Thursday, November 17, 2011

The Carey Conundrum

The story of William Carey is used to show that predestination and evangelism are contrary  to each other. Carey was advocating missions and was told to sit down; when God was ready to save the heathen He would do it without Carey's assistance. But what are the facts of this case?

Now Carey was a Calvinist and believed in predestination. Therefore, this is, at worst, a debate between Calvinists over what Calvinism means. Further, there was an extreme view of Calvinism (called hyper-Calvinism by the standard Council-of-Dort-affirming Calvinism), which may have been involved in this disagreement. Now I would be willing to leave things here as a debate among Calvinists and simply say I support William Carey's form of Calvinism. But the truth is more complicated then that.

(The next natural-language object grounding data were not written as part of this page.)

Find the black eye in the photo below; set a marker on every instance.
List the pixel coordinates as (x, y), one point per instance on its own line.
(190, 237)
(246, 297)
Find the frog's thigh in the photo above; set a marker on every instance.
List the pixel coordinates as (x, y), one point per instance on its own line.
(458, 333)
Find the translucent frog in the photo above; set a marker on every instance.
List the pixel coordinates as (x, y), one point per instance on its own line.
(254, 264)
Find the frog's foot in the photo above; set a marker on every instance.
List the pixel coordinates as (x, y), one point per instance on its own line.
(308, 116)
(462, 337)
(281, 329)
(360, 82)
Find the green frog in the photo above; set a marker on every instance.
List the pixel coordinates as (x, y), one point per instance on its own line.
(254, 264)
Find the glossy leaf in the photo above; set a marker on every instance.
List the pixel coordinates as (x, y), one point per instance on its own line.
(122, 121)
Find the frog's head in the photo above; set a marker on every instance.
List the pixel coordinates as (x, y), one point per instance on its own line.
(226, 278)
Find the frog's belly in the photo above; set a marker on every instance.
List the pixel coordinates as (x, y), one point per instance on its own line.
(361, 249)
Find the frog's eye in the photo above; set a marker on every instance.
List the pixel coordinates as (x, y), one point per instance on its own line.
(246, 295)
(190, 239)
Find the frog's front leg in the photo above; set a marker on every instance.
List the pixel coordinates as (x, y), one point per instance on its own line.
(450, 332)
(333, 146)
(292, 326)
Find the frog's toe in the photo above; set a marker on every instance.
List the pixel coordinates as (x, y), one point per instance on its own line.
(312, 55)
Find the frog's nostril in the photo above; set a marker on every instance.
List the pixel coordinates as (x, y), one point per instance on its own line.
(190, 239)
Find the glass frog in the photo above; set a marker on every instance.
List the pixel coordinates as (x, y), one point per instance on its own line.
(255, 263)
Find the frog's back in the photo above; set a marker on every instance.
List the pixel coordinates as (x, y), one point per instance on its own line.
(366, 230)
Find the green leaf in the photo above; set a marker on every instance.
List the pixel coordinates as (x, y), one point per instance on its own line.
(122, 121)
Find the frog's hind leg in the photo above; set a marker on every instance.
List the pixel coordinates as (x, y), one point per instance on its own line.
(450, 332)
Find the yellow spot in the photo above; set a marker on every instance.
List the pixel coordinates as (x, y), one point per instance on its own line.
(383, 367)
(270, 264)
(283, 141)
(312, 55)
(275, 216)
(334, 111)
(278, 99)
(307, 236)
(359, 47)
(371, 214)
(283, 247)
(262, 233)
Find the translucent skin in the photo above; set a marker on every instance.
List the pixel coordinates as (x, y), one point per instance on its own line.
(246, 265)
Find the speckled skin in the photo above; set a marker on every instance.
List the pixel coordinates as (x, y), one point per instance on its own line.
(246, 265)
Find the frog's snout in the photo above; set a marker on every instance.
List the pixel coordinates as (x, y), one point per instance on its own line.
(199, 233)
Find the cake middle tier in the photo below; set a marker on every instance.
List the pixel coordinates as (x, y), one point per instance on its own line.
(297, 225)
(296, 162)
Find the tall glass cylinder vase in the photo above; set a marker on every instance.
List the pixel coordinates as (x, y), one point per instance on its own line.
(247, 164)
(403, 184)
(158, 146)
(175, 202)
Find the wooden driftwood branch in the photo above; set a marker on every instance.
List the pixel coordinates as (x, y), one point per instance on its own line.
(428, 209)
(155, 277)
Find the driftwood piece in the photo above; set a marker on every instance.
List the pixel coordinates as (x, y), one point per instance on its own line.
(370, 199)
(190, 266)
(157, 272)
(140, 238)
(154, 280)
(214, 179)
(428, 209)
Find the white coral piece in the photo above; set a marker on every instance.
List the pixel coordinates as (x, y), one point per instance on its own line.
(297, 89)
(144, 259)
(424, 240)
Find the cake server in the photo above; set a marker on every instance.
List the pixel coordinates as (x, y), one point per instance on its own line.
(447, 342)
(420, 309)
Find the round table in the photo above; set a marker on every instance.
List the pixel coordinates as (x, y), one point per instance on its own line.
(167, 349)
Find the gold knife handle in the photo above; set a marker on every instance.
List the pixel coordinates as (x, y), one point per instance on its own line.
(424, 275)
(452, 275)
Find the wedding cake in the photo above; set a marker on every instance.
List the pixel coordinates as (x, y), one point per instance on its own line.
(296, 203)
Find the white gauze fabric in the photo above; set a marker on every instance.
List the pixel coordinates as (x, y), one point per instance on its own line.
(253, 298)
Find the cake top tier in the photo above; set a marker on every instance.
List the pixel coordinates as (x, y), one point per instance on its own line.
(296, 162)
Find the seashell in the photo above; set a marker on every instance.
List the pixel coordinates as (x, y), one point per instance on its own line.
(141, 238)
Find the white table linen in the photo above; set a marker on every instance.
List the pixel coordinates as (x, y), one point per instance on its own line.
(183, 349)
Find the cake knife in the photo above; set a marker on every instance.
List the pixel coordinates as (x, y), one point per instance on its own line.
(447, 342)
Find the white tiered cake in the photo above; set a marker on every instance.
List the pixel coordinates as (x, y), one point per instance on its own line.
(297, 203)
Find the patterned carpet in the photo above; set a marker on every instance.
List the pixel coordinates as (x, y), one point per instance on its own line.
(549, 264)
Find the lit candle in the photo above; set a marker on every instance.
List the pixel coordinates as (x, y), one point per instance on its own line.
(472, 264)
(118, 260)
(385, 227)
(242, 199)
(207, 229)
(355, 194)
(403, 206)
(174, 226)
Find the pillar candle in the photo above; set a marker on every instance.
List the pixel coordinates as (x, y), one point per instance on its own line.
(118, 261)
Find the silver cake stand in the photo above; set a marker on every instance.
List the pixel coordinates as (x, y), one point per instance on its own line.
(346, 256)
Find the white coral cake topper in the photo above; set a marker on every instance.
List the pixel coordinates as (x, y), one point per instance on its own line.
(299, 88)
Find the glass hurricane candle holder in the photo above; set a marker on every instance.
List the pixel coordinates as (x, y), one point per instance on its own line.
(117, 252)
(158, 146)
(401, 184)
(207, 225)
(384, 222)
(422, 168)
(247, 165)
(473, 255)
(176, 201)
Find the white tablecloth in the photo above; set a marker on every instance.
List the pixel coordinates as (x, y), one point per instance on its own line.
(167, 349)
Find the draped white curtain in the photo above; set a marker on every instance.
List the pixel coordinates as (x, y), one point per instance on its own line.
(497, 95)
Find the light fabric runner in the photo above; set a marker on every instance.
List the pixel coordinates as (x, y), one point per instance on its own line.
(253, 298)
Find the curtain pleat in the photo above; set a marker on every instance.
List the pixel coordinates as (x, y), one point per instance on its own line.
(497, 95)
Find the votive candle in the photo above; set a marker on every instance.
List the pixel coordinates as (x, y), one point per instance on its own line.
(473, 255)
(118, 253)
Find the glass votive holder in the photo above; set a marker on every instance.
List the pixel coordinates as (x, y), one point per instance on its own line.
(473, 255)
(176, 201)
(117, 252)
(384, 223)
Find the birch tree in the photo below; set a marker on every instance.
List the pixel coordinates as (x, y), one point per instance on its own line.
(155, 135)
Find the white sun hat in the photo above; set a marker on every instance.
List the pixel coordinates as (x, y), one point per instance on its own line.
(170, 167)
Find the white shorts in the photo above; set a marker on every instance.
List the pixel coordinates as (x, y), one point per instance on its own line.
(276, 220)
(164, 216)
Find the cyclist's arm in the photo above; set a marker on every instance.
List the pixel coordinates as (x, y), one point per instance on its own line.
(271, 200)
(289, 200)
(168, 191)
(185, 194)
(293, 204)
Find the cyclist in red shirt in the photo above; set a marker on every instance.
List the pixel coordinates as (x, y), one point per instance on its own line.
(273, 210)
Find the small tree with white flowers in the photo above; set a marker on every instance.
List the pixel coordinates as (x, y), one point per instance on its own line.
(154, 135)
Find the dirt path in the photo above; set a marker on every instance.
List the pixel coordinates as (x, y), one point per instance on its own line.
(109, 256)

The scene was a pastor's conference presided over by the elder John Ryland. (There were two John Rylands involved: the younger, who was Carey's friend and supporter, and the elder, who was his father.) William Carey and his friend Thomas Chisholm had just been ordained as ministers. The elder  Ryland asked the newest members of the group to propose a subject for discussion. Chisholm suggested discussing a passage in 2 Peter, but the elder Ryland told him to look it up in John Gill. Then Carey asked if the command to preach the gospel to the heathen did not last until the end of the world, since the accompanying promise was to that extent (see Matthew 28:19,20). And the elder Ryland replied .... It is not really clear what the elder Ryland replied. The elder Ryland never remembered what he had said. Chisholm accused him of claiming that a restoration of the gift of tongues was necessary to take the gospel to the heathen. (The younger Ryland denied his father said this, but I have not seen the exact words of the denial.) The common version, "Sit down young man, when God gets ready to save the heathen He will do it without your help or mine," was from Jonathan Marshall, who knew Carey in India, at a time when Carey himself admits he did not remember exactly what was said. But the bigger question is what was meant.

Carey wrote a pamphlet called  An Enquiry into the Obligations of Christians To Use Means for the Conversion of the Heathens. He told the younger Ryland that it responded to the elder Ryland's objections. It does not mention Calvinism. It does deal with God's command, which is the portion he claimed referred to the elder Ryland's objection. But the main part of the pamphlet deals with practical objections: where will we get the money; the heathen will eat us; and similar questions. The issue does not seem to be doctrinal but practical: how would such an endeavor be possible? And Carey's chief virtue was being willing to trust God to accomplish such things. But doctrine does not seem to be the main issue.